Cp.4-1 Annoy in the rain(2)

 朝食を終えると、いつもよりわずかに遅れたタイミングでドアホンが鳴った。

「じゃあ、行ってきます」

「行ってらっしゃい、気を付けてね。雨で視界も悪いし、ぼーっとしてちゃダメよ?」

「うん、気を付けるよ」

 見送りの言葉を投げてくる乙姫に返事を返し、拓矢は玄関で靴を履き、青い傘を持ってドアを開ける。そこにはピンク色の傘を差した奈美が、雨の降る灰色の空を背に立っていた。出て来た拓矢の顔を一目見るなり、奈美は顔に表れようとした憂いの色をすぐに隠した。

「おはよう、拓くん」

「うん、おはよう、奈美。お待たせ」

 降りしきる薄い雨の中、言葉を交わした拓矢と奈美の間に、わずかな沈黙が降りる。

 拓矢の言葉の空虚さを察しながら、奈美はいつものように鞄の中から水色のナプキンで包んだ弁当箱を取り出すと、心なしか憂い気な調子の声で、拓矢にそれを差し出した。

「はい、拓くん。お弁当」

「うん。いつもありがとう」

 いつものように無意識に返して、拓矢は奈美の差し出した弁当箱を受け取ると、どこか緩慢に思える仕草で鞄の中に入れ、奈美に薄い、顔に張り付いたような薄い笑顔を向けた。

「じゃあ、行こうか」

 そして、まるで話すことは何もないとばかりに、平然と歩き出そうとする。

 その、弁当を受け取る時の拓矢の言葉がいつにもまして無機質に聞こえたことを、奈美は聞き逃さなかった。今やいつもの習慣になっていることとはいえ、普段から手渡ししている「特別な愛情」がどんな受け取られ方をされるかについて、奈美がその感情の機微に勘付かないはずがなかった。それはつまり、奈美にとっての重大事だった。

(何か、あったんだよね……)

 不穏な思いを胸に抱えつつ、奈美は傘の下から拓矢の横顔を盗み見る。

 拓矢は青い傘の中から、雨の降りしきる曇った空を茫漠と眺めていた。その視線、果てはその心がここに、隣にいる自分の所にないことに、奈美は胸に疼痛を覚える。
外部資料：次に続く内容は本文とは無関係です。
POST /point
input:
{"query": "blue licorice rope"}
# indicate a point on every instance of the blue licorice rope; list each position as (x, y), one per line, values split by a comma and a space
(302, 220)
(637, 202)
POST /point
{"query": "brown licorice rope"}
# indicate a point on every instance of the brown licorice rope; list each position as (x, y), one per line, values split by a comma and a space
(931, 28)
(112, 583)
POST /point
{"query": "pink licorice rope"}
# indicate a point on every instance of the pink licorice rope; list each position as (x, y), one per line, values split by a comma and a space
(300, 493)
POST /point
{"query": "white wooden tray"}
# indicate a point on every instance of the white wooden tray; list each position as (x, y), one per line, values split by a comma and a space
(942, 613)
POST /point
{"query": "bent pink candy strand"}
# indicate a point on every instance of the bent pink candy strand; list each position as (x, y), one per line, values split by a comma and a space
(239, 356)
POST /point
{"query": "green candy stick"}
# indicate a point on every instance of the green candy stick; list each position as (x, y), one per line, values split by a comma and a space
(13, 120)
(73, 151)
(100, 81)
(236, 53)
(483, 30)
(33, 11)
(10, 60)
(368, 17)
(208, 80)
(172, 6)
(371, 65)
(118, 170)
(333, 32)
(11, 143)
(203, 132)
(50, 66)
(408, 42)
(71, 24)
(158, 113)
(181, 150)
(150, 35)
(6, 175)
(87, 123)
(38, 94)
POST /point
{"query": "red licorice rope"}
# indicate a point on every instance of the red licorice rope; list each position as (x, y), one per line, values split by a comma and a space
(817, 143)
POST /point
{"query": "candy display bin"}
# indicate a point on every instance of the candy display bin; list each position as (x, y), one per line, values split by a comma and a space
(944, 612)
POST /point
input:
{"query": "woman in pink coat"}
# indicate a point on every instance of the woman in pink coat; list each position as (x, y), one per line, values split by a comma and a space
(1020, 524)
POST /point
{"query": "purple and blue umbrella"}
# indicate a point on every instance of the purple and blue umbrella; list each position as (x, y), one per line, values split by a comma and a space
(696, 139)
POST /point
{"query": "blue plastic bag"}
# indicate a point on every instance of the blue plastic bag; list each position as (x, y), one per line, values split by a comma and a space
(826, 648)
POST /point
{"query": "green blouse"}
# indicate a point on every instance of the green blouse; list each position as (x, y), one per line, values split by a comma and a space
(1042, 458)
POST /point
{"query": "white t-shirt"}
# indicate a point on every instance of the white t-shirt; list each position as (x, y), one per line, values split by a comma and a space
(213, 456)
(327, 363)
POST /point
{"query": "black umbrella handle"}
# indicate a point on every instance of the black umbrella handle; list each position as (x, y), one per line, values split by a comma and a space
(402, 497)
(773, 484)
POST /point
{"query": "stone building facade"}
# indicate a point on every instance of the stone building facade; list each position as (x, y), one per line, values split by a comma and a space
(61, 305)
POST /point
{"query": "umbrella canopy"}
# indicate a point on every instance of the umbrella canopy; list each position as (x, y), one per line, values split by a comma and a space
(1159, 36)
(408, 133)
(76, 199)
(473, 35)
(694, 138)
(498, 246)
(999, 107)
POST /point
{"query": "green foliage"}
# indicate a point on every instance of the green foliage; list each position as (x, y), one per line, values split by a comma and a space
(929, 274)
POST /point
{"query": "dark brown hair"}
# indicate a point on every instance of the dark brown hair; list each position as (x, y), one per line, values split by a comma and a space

 と、ふいに拓矢が見つめる視線に気づいたのか、奈美の方に顔を向けた。そして、思わず怯んだ目をした奈美を見て、すまなさそうに笑みながら言った。

「どうかした? 奈美」

 いつもと同じ、何の変わりもない、何の意識もされていないその視線と言葉。

 そのことを痛感させられた時、奈美の胸から込み上げた思いが口をついて出ていた。

「ずるいよ……拓くん」

「え……」

 その言葉に不穏なものを感じ取った拓矢に、奈美は挑みかかるように言っていた。

「私の気持ち、もう知ってるんでしょう。なのに、そんな平然と接してくれるなんて……」

 その言葉を受けて戸惑いの色を映した拓矢の表情を見て、奈美は胸の中心にある浅い切り傷に塩水が染み込むような痛みがじわりと走るのを感じた。

 わかってはいた。拓矢にとっては、それが自然なことだと。奈美を特別扱いする理由など、彼の中にはないのだということなど、わかっていた。

 だからこそこんなにも胸が痛むのだということを、奈美は拓矢に知ってほしかった。それが、自分の勝手だとわかっていても。

 奈美の突き付けるような言葉に、拓矢は言葉を失ったように視線を下げる。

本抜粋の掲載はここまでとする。